Disposing of food waste in the correct manner may not be the lowest cost option, however there are desirable non-financial benefits that will be attractive to many event organisers. Although difficult to quantify, more and more clients are now drawn to events that actively partake in efforts to improve environmental sustainability. It is much more appealing to attend an experience which has a green footprint and offers the guest a sense of ethical accountability while being able to enjoy their favourite music, sport, or cultural event.    


Actions to solve the food waste problem

It is all very well talking about the issue at hand, but what event specific actions can then be taken to reduce food waste:

Reduce overproduction – as discussed, #FORO is the main obstacle faced. However, communication between event organiser and caterer is hugely effective in gauging guest numbers and ordering a measured quantity of food.

Rethink inventory and purchasing practices – work with suppliers who share a common goal of reducing food waste. Request that suppliers deliver portions that suit your offering, rather than trying to adapt their sizes to your menu. Working with local suppliers may reduce the lead time required when ordering ahead, therefore when guest numbers inevitably change the order size can reflect this.

Inform the customer – tell the customer why you are ordering less food! It may seem like a daunting task to do this in a world where “the customer is always right”, but don’t be afraid to stand up for a principle that carries so must justification behind it.

Engage staff - education and guidance are key – if staff are well informed of the issue, they will be more inclined to actively partake in activities to reduce food waste, and be better prepared to explain the catering decisions to the customers.

Measure – separate all food waste from other disposable items – this includes all food made inedible through spoilage, off-cuts and food left over from the plates. By utilising some of the new technologies (Winnow Solutions) out there you will be able to calculate not just the type of food being wasted but the monetary cost going down the drain from each event.

Re-purpose excess food – cutting out 100% food waste is close to impossible unfortunately, but with the increasing number of initiatives and companies that work to re-purpose food waste, there are now plenty of ways to make your trash someone else’s treasure.

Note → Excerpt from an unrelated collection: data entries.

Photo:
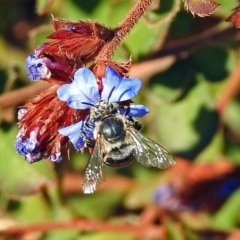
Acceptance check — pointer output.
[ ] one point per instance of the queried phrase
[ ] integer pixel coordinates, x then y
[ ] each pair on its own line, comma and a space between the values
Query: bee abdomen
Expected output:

See below some great initiatives and charities that are doing great things in the battle against food waste:

  • OLIO makes sure that surplus food from events and local businesses ends up in bellies and not bins. This benefits the environment, helps build local communities and improves employee engagement.
  • The Felix Project collects fresh, nutritious food that cannot be sold. We deliver this surplus food to charities and schools so they can provide healthy meals and help the most vulnerable in our society.
  • FareShare fights hunger, and tackles food waste. FareShare is the UK’s national network of charitable food redistributors. They take good quality surplus food from right across the food industry and get it to almost 11,000 frontline charities and community groups.
  • DASH Water, set up by two friends Alex and Jack, on a mission to encourage people to start drinking more water and stop throwing away deliciously wonky fruit and vegetable that’s not accepted for commercial food use.